Harry closed his eyes, took a long breath, thought, Let us see what I have sacrificed, then, and opened the letter from James.
It was short. It did not have to be long.
Harry:
I am dropping the charges against Snivellus, at your request.
Your loving father,
James.
Harry couldn't restrain a whoop of triumph, one that pulled even Draco's attention from his own letter, which looked to be from Snape. "What's that?" he asked, and snatched the parchment even before Harry could hold it out. He looked up, eyes wide with surprise, a moment later.
"What did you do?" he demanded of Harry.
Harry waved a hand. "Who cares? It won't happen now." He could feel the world opening out before him for the first time in a week. He still didn't have Snape free, that was true, but he had him one step closer to it. Only the charges from the Minister remained now, and Harry would wait a short time still to see if Scrimgeour might be able to do something; he didn't even know if Tonks had spoken to him yet. Then he would put any number of plans he had into motion.

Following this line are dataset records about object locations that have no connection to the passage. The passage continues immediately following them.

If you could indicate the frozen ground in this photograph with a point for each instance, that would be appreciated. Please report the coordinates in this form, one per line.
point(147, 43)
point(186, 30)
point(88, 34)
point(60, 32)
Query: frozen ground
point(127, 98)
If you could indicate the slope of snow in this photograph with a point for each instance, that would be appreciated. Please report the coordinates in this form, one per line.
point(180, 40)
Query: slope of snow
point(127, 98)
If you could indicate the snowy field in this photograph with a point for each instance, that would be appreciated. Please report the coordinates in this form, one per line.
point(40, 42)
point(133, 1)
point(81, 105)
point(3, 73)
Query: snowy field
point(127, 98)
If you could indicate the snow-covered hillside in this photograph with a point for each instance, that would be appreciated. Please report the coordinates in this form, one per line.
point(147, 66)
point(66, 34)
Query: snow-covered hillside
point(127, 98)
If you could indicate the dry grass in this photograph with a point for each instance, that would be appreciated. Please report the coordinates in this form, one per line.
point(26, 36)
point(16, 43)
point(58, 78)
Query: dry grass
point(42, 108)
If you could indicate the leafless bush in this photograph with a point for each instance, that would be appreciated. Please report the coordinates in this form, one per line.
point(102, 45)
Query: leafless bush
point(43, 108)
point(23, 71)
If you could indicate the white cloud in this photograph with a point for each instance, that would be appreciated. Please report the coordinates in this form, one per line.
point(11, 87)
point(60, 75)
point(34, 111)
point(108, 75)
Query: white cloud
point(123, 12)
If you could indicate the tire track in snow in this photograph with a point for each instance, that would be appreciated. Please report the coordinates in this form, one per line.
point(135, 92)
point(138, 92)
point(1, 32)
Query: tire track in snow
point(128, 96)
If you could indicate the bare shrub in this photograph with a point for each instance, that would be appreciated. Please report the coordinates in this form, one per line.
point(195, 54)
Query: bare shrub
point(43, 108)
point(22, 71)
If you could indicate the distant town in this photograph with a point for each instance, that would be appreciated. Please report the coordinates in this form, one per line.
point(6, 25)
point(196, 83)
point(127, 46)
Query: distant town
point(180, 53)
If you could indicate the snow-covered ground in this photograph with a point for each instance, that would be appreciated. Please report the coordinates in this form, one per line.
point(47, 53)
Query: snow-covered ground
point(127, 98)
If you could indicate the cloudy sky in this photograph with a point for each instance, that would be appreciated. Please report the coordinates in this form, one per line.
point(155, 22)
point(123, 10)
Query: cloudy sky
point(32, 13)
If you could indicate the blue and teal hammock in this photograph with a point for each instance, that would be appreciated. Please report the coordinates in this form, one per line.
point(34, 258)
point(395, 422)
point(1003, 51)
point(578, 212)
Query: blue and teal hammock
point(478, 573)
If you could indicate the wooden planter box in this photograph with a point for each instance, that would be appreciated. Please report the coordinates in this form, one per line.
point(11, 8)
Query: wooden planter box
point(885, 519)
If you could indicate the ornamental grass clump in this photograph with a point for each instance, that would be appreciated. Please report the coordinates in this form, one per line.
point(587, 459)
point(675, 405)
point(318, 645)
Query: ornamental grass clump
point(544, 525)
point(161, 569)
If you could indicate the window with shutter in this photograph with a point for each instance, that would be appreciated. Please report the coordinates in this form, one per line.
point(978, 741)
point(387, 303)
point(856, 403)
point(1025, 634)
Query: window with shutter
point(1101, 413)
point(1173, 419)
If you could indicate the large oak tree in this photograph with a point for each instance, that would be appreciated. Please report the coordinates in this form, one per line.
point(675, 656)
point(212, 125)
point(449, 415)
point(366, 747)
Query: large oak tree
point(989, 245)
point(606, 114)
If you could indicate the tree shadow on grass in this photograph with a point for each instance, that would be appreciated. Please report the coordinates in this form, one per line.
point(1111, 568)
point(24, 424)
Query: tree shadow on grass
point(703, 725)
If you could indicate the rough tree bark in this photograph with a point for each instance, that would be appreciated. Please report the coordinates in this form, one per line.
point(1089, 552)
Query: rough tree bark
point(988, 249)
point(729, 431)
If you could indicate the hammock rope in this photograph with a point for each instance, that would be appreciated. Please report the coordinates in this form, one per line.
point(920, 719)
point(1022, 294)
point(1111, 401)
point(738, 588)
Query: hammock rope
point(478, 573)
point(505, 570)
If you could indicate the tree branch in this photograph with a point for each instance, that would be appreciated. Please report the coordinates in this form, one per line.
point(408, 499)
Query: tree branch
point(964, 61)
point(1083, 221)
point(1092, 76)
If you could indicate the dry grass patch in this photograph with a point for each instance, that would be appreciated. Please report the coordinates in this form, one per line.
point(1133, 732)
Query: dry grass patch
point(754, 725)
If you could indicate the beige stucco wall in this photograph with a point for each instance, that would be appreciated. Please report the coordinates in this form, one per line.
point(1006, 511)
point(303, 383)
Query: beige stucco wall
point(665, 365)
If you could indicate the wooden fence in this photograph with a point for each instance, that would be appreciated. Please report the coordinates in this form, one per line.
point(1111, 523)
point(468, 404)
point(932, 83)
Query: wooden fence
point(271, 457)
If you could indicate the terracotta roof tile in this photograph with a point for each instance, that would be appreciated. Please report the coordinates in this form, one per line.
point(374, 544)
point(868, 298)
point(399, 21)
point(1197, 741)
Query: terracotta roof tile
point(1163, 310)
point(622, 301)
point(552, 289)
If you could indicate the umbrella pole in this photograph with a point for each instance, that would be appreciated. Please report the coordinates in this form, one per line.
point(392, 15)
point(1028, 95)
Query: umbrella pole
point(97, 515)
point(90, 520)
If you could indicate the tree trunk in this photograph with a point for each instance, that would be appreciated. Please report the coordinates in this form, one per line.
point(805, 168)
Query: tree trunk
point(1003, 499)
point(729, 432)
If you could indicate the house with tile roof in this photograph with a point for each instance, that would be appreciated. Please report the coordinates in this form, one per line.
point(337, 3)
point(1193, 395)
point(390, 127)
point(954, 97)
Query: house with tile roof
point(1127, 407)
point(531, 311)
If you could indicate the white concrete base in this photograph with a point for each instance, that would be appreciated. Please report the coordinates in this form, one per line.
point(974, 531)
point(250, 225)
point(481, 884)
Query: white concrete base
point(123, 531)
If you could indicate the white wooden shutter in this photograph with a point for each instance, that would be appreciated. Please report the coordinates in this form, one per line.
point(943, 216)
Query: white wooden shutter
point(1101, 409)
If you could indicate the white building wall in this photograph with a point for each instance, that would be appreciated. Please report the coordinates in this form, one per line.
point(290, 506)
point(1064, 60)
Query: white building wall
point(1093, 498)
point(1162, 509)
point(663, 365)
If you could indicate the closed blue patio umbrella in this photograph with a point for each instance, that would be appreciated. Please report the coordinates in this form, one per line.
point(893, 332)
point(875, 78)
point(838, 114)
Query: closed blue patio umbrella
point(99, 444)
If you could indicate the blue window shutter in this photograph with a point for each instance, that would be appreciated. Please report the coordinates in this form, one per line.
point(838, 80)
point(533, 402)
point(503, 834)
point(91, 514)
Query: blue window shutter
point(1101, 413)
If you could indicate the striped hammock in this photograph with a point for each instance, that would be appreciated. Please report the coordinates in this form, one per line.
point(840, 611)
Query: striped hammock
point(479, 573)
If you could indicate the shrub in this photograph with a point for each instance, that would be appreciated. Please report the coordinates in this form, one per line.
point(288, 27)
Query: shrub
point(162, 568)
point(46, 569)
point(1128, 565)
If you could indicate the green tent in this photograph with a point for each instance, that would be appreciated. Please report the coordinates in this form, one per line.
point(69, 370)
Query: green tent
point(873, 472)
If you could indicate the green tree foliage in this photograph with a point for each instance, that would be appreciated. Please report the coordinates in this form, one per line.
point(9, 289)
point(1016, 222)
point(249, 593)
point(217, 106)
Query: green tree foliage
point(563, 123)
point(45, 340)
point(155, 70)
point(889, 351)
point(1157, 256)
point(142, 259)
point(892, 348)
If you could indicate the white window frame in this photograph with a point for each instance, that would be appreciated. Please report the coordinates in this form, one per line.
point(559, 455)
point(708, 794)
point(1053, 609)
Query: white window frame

"Let me see that," Millicent insisted, and took James's parchment from Draco. She reacted with her own whoop, and from there the letter had to go to Pansy, and Blaise and Vince demanded to know what was up, and the parchment passed down most of the Slytherin table.
Millicent pounded Harry on the back, hard enough to make him gasp and choke. "I don't know what you did, Potter," she said, eyes shining fiercely, "but it was worth it, whatever it was." She grinned at Pansy. "I think that someone might just happen to know where some butterbeer is, and if so, we're celebrating tonight!"
It was, Harry thought, his heart singing. It was worth it entirely. He caught his brother's anxious eye from across the room and smiled at him. Connor relaxed with a loud sigh that caught Hermione's attention. Unsure how much Connor might have told her, Harry looked away.
Since I've lost so many rounds lately, it feels good to win one.
As if mocking that thought, the black-and-silver web on Draco winked malevolently at him.
Harry narrowed his eyes at it. I'm going to get rid of you, too, see if I don't.